1x1! +2x2!+3x3!+4x4!+....+nxn!

Answer 1

What is this?

Answer 2

What do you want to do with this sum?

Answer 3

find the value

Answer 4

in terms of n

Answer 5

Prove that 1*1! + 2*2! + 3*3! + .... + n*n! = (n + 1)! - 1.

3 steps in induction:
a) Prove true for trivial case n = 1.
b) Assume true for some n = k; this is the Inductive Hypothesis IH.
c) Assuming IH, prove for n = k + 1.

a) Prove for n = 1: 1*1! = 1.

b) Assume

1*1! + 2*2! + 3*3! + .... + n*n!=(n + 1)! - 1 (IH).

c) Now we want to show

1*1! + 2*2! + 3*3! + .... + n*n! + (n + 1)*(n + 1)! = (n + 2)!-1.

LHS = [1*1! + 2*2! + 3*3! + .... + n*n!] + (n + 1)*(n + 1)!

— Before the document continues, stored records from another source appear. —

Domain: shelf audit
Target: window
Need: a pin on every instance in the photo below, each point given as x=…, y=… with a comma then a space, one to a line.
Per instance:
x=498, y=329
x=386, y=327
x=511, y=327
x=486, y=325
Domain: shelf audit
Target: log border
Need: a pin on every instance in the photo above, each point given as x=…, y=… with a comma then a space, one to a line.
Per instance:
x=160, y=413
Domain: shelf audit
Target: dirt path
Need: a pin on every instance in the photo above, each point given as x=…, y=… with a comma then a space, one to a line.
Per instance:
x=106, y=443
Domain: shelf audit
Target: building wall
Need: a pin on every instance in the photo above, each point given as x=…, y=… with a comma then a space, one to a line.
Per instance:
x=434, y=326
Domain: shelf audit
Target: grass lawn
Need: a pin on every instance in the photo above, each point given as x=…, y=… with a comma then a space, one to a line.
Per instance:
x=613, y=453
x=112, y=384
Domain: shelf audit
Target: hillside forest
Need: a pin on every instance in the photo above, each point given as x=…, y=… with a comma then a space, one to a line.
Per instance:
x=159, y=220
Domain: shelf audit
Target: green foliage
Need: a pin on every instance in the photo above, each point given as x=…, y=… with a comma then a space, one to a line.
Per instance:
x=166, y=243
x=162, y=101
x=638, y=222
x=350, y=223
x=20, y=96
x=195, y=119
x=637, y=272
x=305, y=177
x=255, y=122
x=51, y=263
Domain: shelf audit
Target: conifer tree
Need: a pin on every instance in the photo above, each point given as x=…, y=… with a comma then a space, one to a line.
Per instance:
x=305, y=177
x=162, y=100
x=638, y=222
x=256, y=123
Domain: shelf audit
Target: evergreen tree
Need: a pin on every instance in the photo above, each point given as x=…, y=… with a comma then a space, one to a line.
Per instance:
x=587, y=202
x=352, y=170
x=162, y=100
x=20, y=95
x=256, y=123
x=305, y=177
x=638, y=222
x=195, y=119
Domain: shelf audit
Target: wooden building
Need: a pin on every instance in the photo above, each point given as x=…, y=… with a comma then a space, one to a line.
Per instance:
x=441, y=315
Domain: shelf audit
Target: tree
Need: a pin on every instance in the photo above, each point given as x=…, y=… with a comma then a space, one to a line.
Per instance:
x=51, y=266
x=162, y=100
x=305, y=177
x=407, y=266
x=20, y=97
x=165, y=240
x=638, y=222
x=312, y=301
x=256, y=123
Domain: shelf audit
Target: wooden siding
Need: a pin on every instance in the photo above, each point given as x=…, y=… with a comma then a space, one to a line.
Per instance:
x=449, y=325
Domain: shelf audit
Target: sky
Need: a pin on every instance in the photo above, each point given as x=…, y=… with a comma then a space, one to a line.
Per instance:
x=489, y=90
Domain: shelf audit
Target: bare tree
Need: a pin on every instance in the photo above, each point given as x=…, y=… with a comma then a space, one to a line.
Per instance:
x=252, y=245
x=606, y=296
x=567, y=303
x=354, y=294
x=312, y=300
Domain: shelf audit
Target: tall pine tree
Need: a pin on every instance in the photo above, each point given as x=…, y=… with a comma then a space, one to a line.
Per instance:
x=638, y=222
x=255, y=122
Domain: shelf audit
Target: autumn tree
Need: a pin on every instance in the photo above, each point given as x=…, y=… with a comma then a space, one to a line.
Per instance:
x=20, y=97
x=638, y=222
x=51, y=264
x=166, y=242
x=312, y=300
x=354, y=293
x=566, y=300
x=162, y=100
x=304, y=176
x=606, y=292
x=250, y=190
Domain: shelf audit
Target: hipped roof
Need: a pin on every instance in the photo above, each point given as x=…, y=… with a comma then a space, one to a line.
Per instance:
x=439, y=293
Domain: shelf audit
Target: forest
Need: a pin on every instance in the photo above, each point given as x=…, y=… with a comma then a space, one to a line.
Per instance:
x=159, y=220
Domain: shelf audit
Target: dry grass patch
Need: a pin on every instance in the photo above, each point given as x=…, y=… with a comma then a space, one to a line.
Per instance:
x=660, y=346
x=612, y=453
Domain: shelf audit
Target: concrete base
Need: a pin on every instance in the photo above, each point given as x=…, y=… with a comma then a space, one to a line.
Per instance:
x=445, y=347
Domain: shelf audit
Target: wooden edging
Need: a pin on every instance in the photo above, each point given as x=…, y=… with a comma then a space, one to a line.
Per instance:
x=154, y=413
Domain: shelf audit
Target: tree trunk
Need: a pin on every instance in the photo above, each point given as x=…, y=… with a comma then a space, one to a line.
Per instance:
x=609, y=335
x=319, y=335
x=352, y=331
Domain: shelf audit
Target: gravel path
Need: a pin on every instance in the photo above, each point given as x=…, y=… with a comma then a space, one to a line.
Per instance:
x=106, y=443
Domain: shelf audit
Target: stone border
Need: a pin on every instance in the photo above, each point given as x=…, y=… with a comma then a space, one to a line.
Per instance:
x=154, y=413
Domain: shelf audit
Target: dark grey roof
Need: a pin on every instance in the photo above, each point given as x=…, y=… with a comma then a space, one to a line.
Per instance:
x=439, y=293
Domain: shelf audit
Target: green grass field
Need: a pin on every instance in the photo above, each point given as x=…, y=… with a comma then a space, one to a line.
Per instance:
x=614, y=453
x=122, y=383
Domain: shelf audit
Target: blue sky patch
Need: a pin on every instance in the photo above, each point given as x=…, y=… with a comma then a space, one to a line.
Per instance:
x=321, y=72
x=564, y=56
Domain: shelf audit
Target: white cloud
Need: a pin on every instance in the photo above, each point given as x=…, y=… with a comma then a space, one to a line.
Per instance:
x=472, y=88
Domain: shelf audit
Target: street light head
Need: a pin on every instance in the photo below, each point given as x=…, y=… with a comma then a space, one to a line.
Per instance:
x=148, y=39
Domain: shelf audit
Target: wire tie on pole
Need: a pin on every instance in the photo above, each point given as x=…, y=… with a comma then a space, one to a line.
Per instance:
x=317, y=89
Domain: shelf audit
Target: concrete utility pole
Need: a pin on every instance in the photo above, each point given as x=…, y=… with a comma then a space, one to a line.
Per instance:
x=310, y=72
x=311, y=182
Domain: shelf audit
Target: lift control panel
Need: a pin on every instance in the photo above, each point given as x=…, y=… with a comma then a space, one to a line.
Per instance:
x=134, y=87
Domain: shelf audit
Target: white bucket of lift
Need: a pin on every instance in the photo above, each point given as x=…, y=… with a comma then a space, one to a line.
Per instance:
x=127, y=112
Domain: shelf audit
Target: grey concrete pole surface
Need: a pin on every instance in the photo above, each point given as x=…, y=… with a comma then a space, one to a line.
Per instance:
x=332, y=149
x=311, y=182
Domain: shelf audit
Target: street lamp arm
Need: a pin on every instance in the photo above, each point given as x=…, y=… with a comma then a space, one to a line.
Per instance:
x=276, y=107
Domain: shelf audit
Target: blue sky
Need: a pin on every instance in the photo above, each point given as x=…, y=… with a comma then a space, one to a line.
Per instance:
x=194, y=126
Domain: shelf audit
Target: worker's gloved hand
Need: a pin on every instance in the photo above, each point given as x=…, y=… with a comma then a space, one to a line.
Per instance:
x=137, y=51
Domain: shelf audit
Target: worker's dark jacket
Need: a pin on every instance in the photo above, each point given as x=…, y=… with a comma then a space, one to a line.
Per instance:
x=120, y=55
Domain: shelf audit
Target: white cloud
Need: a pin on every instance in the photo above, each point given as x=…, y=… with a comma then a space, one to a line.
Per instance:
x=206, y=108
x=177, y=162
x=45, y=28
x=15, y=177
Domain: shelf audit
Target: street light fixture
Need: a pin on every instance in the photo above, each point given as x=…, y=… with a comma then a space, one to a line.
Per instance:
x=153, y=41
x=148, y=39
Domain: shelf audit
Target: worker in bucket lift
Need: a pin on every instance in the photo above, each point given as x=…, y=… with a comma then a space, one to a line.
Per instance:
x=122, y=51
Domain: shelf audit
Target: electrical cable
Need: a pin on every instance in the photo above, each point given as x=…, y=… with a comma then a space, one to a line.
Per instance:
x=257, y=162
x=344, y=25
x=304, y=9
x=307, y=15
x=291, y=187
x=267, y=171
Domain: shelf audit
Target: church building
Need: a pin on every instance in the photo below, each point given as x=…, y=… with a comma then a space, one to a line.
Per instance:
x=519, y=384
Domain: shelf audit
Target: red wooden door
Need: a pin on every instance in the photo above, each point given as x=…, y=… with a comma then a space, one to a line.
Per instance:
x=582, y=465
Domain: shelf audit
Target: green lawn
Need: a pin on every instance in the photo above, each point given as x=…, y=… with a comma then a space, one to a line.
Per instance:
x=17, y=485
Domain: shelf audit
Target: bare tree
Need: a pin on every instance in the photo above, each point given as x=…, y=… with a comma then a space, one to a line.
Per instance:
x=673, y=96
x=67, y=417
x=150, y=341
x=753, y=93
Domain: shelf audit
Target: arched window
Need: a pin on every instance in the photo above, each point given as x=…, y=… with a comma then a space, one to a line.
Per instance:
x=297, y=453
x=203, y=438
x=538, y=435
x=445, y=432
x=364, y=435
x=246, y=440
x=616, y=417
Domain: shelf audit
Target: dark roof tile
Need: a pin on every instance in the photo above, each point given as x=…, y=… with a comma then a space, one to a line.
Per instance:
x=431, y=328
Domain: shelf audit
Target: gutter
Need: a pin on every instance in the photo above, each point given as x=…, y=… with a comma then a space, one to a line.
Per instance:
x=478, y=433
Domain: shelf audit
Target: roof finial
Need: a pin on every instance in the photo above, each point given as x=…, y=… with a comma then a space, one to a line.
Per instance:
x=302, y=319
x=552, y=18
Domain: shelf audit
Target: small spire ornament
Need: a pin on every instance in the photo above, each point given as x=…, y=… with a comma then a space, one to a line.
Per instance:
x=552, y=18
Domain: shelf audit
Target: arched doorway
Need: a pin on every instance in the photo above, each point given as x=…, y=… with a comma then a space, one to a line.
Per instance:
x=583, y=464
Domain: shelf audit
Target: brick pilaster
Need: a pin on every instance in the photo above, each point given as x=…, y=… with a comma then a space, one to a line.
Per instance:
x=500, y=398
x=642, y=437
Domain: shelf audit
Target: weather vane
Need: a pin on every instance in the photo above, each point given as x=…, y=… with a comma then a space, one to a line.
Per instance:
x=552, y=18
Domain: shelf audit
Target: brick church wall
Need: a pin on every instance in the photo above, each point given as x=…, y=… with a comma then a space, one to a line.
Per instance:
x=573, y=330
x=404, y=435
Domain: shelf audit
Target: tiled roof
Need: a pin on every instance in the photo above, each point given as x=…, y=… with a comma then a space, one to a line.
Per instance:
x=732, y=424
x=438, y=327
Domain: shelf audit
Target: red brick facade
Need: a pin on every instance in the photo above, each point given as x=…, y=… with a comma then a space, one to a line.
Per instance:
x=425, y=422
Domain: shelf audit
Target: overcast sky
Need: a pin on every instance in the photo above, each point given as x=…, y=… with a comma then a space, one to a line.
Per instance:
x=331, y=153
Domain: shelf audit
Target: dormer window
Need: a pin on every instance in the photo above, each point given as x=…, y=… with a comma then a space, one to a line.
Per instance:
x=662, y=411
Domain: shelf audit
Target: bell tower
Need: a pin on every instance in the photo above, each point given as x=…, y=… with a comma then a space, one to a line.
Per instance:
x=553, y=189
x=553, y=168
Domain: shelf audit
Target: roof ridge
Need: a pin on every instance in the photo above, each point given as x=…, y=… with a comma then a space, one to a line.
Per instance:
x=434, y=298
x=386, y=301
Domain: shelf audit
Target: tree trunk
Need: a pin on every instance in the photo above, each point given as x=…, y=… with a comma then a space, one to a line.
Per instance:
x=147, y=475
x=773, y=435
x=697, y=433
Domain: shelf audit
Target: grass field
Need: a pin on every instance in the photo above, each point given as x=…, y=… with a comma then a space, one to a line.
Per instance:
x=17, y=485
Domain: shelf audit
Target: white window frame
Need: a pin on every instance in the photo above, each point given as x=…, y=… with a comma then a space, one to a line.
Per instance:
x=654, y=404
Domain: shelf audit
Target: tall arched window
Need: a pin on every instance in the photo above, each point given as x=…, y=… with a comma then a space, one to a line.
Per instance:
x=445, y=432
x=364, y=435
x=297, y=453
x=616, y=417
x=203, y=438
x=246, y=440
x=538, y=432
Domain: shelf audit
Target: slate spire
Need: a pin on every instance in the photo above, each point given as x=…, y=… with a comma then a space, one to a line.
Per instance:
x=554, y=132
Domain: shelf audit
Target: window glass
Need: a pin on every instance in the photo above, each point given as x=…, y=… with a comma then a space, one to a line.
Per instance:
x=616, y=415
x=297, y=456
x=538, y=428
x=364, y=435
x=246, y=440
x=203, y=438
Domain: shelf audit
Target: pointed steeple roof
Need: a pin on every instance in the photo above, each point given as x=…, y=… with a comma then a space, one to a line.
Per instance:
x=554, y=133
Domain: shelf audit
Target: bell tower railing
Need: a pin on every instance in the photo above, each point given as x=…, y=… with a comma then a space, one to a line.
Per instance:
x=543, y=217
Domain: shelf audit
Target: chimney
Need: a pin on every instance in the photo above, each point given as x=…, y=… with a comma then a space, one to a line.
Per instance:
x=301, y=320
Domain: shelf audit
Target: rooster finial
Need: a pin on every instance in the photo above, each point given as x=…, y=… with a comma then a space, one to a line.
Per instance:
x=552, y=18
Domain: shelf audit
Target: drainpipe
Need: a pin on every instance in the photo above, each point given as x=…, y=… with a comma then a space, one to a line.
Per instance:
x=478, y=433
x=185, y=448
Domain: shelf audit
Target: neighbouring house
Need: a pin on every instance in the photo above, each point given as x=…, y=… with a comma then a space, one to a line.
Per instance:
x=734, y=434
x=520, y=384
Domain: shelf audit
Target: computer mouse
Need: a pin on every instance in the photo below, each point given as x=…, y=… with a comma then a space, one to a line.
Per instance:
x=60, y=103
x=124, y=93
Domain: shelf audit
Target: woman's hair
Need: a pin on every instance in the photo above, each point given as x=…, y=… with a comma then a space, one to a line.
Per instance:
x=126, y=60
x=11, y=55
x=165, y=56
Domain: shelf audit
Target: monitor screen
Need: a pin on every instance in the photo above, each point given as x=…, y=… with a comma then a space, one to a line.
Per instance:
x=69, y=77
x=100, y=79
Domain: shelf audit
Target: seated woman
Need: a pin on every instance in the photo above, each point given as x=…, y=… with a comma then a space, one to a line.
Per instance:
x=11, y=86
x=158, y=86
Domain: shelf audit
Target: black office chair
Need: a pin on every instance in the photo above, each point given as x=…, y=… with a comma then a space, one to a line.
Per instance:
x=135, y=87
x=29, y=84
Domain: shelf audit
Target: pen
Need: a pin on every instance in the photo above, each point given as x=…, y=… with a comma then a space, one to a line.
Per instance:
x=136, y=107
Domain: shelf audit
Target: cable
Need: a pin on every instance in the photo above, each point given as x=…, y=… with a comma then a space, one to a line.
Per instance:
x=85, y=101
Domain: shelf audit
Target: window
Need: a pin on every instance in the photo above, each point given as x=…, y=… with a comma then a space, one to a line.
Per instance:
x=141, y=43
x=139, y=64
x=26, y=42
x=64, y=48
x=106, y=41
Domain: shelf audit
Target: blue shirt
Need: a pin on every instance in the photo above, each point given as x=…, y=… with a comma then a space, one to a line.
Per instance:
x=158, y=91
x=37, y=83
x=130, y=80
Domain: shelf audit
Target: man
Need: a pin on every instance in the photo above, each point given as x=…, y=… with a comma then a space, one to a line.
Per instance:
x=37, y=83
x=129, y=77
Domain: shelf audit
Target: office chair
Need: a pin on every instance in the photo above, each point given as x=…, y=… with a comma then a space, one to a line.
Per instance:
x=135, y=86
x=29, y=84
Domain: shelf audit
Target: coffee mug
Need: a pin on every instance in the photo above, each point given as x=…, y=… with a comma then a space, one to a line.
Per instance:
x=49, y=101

= (n + 1)! - 1 + (n + 1)*(n + 1)! (replace [ ] by IH)

= (n + 1)![1 + n + 1] - 1

= (n + 1)!*(n + 2) - 1

= (n + 2)! - 1 = RHS,

since the recursive rule for factorials is (m + 1)*m! = (m + 1)!.

Answer 6

consider using the following:
\[n \cdot n! =(n+1-1) \cdot n!=(n+1) \cdot n!-1 \cdot n! \\ n \cdot n! =(n+1) n!-n!=(n+1)!-n! \\ n \cdot n!=(n+1)!-n!\]
you would rewrite each term
for example:
\[3 \cdot 3!=4!-3!\]